Le véritable signal d’alerte ne vient peut-être pas des actions, mais des obligations
Pendant des années, les marchés actions ont concentré l’essentiel de l’attention des investisseurs. Les indices progressaient, les valeurs technologiques affichaient des capitalisations considérables et les périodes de volatilité étaient souvent interprétées comme de simples corrections temporaires. Pourtant, pour Alasdair Macleod, le véritable baromètre du risque systémique se trouve ailleurs : dans le marché obligataire. Cette idée mérite d’être examinée avec attention. Une obligation souveraine est en apparence l’un des placements les plus simples qui soient, puisqu’elle représente une créance sur un État. Mais lorsque les rendements montent fortement, cela signifie mécaniquement que le prix des obligations existantes baisse et que le coût du financement augmente pour les nouveaux emprunts. Pour un État fortement endetté, cette mécanique peut devenir particulièrement contraignante : une partie croissante des recettes publiques doit alors être consacrée au paiement des intérêts, tandis que les anciennes dettes doivent être refinancées à des conditions moins favorables. Les dernières tensions observées sur les marchés montrent que cette problématique n’est plus théorique. Aux États-Unis, les rendements à long terme ont progressé, tandis que le Japon, le Royaume-Uni, l’Allemagne et la France ont eux aussi connu une remontée significative de leurs coûts d’emprunt. Reuters soulignait début septembre que les rendements souverains de plusieurs grandes économies avaient atteint des niveaux élevés depuis plusieurs années, dans un contexte marqué par l’inflation, les besoins de financement et les tensions géopolitiques. Pour un épargnant qui souhaite réduire sa dépendance au système de crédit, acheter de l’or physique comme actif de diversification peut donc être envisagé parallèlement aux autres composantes d’un patrimoine équilibré.
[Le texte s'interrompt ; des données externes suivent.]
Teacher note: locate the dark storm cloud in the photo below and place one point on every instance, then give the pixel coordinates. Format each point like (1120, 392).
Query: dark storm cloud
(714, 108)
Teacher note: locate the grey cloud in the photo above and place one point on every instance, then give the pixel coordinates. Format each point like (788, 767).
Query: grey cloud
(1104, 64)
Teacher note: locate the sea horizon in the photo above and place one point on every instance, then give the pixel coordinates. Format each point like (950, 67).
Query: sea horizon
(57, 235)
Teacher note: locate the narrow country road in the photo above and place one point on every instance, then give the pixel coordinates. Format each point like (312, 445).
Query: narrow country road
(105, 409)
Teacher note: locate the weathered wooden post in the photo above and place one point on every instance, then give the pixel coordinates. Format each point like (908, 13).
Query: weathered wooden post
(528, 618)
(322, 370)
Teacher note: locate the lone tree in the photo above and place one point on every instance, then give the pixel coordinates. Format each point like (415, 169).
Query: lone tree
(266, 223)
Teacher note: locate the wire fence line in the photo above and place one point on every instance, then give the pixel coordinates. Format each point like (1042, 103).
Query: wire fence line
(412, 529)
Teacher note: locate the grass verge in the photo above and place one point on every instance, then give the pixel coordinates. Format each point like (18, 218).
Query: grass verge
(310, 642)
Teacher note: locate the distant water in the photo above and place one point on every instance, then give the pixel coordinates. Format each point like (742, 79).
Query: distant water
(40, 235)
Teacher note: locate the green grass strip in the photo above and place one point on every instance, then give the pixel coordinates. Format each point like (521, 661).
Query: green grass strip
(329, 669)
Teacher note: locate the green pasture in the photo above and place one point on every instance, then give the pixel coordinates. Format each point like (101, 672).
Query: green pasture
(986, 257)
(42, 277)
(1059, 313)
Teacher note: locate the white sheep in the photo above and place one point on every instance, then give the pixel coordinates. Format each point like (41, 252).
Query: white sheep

Pourquoi la remontée des rendements change complètement la donne
Le problème des taux élevés ne se limite pas au gouvernement qui émet de nouvelles obligations. Il se diffuse progressivement dans toute l’économie. Lorsque le coût de financement souverain augmente, les entreprises et les ménages ne peuvent généralement pas rester totalement isolés de cette évolution. Les crédits immobiliers deviennent plus chers, le financement des entreprises se renchérit et les valorisations des actifs dont le prix dépend fortement de taux faibles peuvent subir une pression importante. C’est précisément l’un des arguments avancés par Macleod lorsqu’il explique que des rendements obligataires durablement plus élevés peuvent remettre en cause les valorisations des actions et de l’immobilier. Ce raisonnement repose sur un mécanisme assez simple : plus le rendement offert par une obligation sans risque de défaut immédiat devient important, plus les investisseurs exigent généralement une rémunération élevée pour accepter le risque d’acheter des actifs plus volatils. Le phénomène peut donc produire une réévaluation simultanée des obligations, des actions et de l’immobilier. Les données récentes montrent déjà cette tension : début septembre 2026, le rendement du Treasury américain à dix ans se situait autour de 4,8 %, tandis que celui à trente ans dépassait 5,2 %. Dans ce contexte, l’achat d’or peut être considéré comme une diversification patrimoniale complémentaire, notamment par les investisseurs qui souhaitent détenir un actif physique qui ne constitue pas une créance sur un émetteur.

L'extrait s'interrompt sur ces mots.